Which went directly to the client company’s board of directors.
The board received her complaint and hired outside counsel to investigate. That outside counsel then called her with the client’s executives on the line, blasting her for going over the client’s head.
It’s fascinating to think that another company’s immature compliance structures could come after you, but that is what happened here. Ultimately the effort failed; the compliance officer’s own management team supported her fully, which is good to hear. The compliance officer herself got a taste of what retaliation actually feels like, which I suppose is training we all need.
What Retaliation Looks Like
We also talked about what retaliation against compliance officers actually looks like, since it can take many forms. Compliance officers might struggle to distinguish between true retaliation and the merely mundane crazy things that happen in corporate life all the time. People retaliating against you will want to create that confusion, to give themselves plausible deniability while undermining your confidence.
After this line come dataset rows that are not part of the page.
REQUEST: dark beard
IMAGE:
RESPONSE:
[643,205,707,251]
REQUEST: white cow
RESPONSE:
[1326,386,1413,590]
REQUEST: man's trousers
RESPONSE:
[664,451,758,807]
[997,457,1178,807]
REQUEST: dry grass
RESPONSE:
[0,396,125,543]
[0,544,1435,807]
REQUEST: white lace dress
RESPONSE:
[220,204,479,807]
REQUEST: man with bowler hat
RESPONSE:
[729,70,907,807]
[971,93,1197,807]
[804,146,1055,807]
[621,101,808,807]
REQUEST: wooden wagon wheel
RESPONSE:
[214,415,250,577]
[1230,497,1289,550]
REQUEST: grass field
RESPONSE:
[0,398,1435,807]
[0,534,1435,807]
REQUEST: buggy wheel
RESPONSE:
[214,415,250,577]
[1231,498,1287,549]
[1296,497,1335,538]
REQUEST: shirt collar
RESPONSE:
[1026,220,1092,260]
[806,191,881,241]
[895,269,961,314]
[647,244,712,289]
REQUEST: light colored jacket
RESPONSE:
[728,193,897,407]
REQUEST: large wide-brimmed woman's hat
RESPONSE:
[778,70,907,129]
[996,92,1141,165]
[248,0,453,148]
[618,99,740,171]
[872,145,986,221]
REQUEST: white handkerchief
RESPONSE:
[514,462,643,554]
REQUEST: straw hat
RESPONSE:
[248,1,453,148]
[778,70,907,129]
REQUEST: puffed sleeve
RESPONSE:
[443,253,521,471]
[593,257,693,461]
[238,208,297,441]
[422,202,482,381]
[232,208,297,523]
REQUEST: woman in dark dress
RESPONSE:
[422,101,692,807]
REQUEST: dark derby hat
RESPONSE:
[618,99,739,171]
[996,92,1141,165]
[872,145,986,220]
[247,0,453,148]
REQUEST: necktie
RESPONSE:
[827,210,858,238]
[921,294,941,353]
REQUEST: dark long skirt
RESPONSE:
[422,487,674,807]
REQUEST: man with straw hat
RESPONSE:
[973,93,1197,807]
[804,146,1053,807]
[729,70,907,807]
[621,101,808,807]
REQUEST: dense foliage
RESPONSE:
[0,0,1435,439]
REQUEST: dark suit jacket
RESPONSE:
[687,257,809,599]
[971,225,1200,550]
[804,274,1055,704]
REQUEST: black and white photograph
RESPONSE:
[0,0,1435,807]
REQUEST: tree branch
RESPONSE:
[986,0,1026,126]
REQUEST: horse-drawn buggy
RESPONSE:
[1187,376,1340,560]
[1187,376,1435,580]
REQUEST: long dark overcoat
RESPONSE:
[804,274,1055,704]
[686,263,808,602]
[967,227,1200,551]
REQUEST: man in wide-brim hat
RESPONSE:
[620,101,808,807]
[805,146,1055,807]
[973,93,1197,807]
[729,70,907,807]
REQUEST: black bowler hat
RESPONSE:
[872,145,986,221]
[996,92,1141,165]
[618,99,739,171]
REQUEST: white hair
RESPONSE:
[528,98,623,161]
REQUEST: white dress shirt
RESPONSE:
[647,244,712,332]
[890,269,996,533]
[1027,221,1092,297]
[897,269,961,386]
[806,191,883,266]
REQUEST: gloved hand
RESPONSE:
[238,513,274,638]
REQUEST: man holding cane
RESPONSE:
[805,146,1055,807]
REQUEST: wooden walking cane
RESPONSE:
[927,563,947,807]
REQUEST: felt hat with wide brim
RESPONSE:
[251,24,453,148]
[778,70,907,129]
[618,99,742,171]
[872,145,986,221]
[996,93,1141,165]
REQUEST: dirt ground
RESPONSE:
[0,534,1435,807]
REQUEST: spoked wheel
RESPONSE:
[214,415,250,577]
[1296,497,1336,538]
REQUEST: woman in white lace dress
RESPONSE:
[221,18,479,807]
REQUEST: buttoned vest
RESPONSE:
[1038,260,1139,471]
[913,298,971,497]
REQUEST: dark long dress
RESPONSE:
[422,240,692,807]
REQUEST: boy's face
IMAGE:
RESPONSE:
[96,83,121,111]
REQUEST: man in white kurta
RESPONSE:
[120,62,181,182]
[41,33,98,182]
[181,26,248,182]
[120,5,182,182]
They’ll gaslight you.
Several people cited the “Four Ds of Retaliation” as defined by the great Ellen Hunt:
- Deny the allegation
- Demask the whistleblower, if he or she is anonymous
- Discredit the whistleblower
- Dismiss the person, either by demoting or firing them
Listeners also added a fifth D: defund, the compliance officer’s budget.
Perhaps the best insight came from a listener who said retaliation is a process, not an event. The aggrieved executive doesn’t say, “I retaliate against you,” do the thing, and then declare the matter closed. Retaliation might start with a series of small slights to probe your reaction, and then escalate if you refuse to back down.
And yes, we talked about the emotional pain of suffering retaliation too. You feel betrayed (and I think that’s even more the case for compliance officers than other employees because you were hired to raise concerns). You feel lonely. You worry about your financial stability and perhaps even your identity, if you love your job and what you do and suddenly you can’t because you’ve been fired.
Retaliation is a tremendously deflating experience, as you see the uglier,disappointing side of human nature. So it’s OK to cry in your car or talk to a therapist — or, yes, even quit.
We all need to remember that even corporate compliance is just a job. As Nick Gallo said on the webinar, nobody includes where they worked on their tombstone.